In my years at Rocky Flats, I occasionally heard rumors that low levels of radiation were good for health – that Rocky Flats workers were healthier than they “should” be, that workers in the plutonium area got very few colds. One friend suggested it was because smoking was banned in so many places, while others said it was just because you had to be healthy to hold down the job. I shrugged it all off.
Now I’ve run into a Skeptiod episode by Brian Dunning entitled “Radiation Hormesis: Is It Good for You?” Dunning was, as you might guess, skeptical, in part because
“Those trumpeting the benefits of radiation hormesis the loudest are often the same ones who deny anthropogenic global warming. This may be the result of people getting their information from political sources rather than from science sources”
and cited other warning signs that the position may not be science
Dunn provides background, explaining the difference between ionizing vs non ionizing radiation and a dose-response curve. He notes that the “linear no threshold” approach used with radiation, which assumes there is no safe level of exposure, has been adopted to be “prudent.” Since we all live bathed in background radiation, “it seems reasonable to infer that very low doses of even ionizing radiation are harmless.” Even the Health Physics Society has stated “no threshold” is an oversimplification.

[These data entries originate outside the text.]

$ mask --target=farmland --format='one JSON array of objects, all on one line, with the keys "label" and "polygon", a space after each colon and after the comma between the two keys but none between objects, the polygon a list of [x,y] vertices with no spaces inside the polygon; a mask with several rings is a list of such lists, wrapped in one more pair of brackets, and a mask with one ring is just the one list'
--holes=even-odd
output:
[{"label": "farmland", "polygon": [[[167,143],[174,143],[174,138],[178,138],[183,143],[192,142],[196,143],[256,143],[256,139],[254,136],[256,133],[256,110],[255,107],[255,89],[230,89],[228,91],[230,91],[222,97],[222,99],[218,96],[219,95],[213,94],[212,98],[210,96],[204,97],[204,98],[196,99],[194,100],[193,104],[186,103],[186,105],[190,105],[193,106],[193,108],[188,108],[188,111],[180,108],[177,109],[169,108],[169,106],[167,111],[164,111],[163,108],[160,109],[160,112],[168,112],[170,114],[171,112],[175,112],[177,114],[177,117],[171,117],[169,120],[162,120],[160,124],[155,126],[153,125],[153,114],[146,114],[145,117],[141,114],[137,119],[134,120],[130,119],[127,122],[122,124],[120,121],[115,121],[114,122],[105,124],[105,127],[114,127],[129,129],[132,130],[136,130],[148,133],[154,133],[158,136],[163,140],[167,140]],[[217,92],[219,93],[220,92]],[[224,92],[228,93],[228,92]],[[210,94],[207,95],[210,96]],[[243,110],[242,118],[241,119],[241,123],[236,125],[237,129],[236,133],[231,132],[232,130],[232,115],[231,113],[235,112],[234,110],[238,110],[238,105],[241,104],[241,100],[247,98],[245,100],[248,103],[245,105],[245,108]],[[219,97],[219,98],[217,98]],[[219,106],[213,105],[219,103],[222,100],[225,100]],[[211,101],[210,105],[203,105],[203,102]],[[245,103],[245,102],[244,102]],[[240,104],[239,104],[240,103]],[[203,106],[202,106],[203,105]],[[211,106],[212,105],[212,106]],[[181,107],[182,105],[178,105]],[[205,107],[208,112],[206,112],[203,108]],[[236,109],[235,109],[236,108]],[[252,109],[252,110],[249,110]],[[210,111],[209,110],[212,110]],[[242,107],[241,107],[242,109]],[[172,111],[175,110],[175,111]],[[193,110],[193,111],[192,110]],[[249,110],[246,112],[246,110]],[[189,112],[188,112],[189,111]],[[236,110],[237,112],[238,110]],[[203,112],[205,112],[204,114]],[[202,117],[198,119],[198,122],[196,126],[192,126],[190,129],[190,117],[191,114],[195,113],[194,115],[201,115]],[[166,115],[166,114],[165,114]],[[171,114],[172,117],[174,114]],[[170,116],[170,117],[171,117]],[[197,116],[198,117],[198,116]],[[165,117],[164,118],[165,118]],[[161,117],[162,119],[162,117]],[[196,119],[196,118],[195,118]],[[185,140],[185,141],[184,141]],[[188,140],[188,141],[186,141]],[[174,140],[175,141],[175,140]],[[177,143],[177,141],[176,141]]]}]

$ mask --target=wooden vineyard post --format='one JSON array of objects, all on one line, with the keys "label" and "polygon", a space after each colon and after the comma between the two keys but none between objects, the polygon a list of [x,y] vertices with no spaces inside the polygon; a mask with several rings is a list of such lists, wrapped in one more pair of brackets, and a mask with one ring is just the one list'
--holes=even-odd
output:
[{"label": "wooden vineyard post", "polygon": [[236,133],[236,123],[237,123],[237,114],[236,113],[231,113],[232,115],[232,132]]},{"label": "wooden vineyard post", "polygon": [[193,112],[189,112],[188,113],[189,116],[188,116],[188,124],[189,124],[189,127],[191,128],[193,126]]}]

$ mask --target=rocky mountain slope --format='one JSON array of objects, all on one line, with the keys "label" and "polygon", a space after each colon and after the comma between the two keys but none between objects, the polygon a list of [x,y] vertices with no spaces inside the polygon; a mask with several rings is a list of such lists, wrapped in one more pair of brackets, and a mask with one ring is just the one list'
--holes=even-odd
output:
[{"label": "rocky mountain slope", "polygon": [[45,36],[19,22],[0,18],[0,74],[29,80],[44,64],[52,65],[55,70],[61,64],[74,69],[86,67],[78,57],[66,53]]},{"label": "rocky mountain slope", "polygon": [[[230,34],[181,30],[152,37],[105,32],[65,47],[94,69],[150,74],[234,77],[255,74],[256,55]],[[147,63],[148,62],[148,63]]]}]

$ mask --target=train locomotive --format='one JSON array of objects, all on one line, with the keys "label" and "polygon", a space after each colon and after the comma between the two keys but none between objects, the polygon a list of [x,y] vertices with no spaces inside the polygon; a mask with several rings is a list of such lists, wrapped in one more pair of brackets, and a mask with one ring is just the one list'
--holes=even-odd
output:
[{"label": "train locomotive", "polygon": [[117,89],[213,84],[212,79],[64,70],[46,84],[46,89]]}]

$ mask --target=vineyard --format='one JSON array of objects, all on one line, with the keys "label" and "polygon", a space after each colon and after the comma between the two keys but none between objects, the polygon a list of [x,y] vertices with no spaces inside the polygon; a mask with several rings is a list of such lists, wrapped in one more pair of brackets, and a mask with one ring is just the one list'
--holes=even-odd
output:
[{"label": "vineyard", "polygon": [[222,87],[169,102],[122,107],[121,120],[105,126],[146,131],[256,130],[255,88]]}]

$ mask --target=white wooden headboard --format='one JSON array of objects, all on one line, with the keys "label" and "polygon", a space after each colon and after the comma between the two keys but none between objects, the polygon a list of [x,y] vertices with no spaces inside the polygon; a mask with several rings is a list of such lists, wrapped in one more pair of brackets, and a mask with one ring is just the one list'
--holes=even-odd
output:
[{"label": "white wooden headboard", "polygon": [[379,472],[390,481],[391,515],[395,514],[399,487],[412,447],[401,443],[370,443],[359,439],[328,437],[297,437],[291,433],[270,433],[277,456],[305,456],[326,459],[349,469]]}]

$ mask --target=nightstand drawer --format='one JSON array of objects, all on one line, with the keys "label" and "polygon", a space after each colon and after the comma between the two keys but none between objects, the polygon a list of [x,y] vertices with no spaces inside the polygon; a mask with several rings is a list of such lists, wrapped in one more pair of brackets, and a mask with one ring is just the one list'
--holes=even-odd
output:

The hypothetical radiation hormesis says the actual dose-response curve is U-shaped, starting at zero response to zero exposure, but then dipping down below the zero-risk line
“indicating radiation at that dose actually reduces the risk of cancer, less risk than you’d have with no radiation at all — and then, as the dosage increases, the curve comes back into the increased risk zone, and continues curving upward as the dosage increase.”
After a literature review, Dunn says hormesis
“is one claim of a pattern that some say can be found in the data, but that most dismiss because the data is simply far too noisy at that low level to support the drawing of any conclusions at all.”
So there may be a positive effect, a negative effect, or no effect – all tiny responses lost in the noise of the data. I’m not surprised – though maybe a little disappointed. With so much hyperbolic criticism of Rocky Flats, it would be ironically delightful if working there improved my health. Too bad the science isn’t there. I do believe, as Edward Abbey said, better a cruel truth than a comfortable delusion.